Dion stands up for Canadian identity, and a democratic Quebec

I blogged about the PQ's thinly veiled "identity" bill (http://theliberalbag.blogspot.com/2007/10/pq-and-separatist-movement-has-not.html) previously, and now, thankfully and rightfully, Dion and the federal Liberals have entered the debate, to defend the values of the Quiet Revolution and a united, multi-ethnic, democratic Quebec.

"Liberal Leader Stéphane Dion called it a sovereigntist plot to broaden the French-English split and increase the PQ's popularity. He urged Marois to withdraw the bill.
"Thankfully we have a Canadian Charter of Rights and Freedoms which prevents certain politicians from going off the rails like she has," Dion said."

When people ask, "What do Liberals stand for?" this is a good example to point them towards: Defending democratic rights, making a united Canada work within the framework of the Charter, defending the rights of individual citizens under the law, and committed to the ideals of a just society and multiculturalism.

And what of the Conservatives, who claim to be "putting Canada on the right track?"

Labour Minister Jean-Pierre Blackburn turned aside questions on the issue.

"That's their debate," Blackburn said, referring to provincial politicians.

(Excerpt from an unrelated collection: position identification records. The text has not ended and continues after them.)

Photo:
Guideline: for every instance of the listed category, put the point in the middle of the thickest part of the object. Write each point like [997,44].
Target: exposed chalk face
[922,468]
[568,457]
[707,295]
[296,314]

Prime Minister Stephan Harper's office declined to comment.

Shameful. Apparently the Conservative vision for Canada is one of government apathy towards the rights of citizens. Although given the slashing of the Court Challenges Program, the stacking of the independent and trusted judiciary with socially regressive party hacks, and the desire to wantonly abandon all federal government power for the sake of vote buying, it is too be expected. Actions, statements, and views like these are another warning of what Canadians can expect from a Conservative majority.


wilson said...

All federal parties denounce Quebec immigration bill
October 23, 2007
Alexander Panetta, THE CANADIAN PRESS

''Tory House leader Peter Van Loan said he was pleased to see that the bill had limited support in the Quebec legislature - both the minority Liberal government and the Official Opposition Action democratique du Quebec made it clear Tuesday that they wouldn't support it.
"It's heartening to see this bill's not going to go anywhere," Van Loan said in an interview.
"Every Canadian has democratic rights. And those rights - to vote, to run for office - are fundamental. . . I don't think those rights can be taken away."

The Liberal Bag said...

Good to see them take a stand on it, although I find it extremely interesting that a Quebec minister and the PMO both refused to answer the question, and they shuffled off a response it to a non-Quebec MP.

Abdul-Rahim said...

She can't withdraw the bill. It was never presented before the Assemblée. The PQ is the third party, and as such, need one of the other parties aproval to table any motions or bills . They did prepare a document and such, but M. Charest has decided that it will not be discussed in the Assemblée.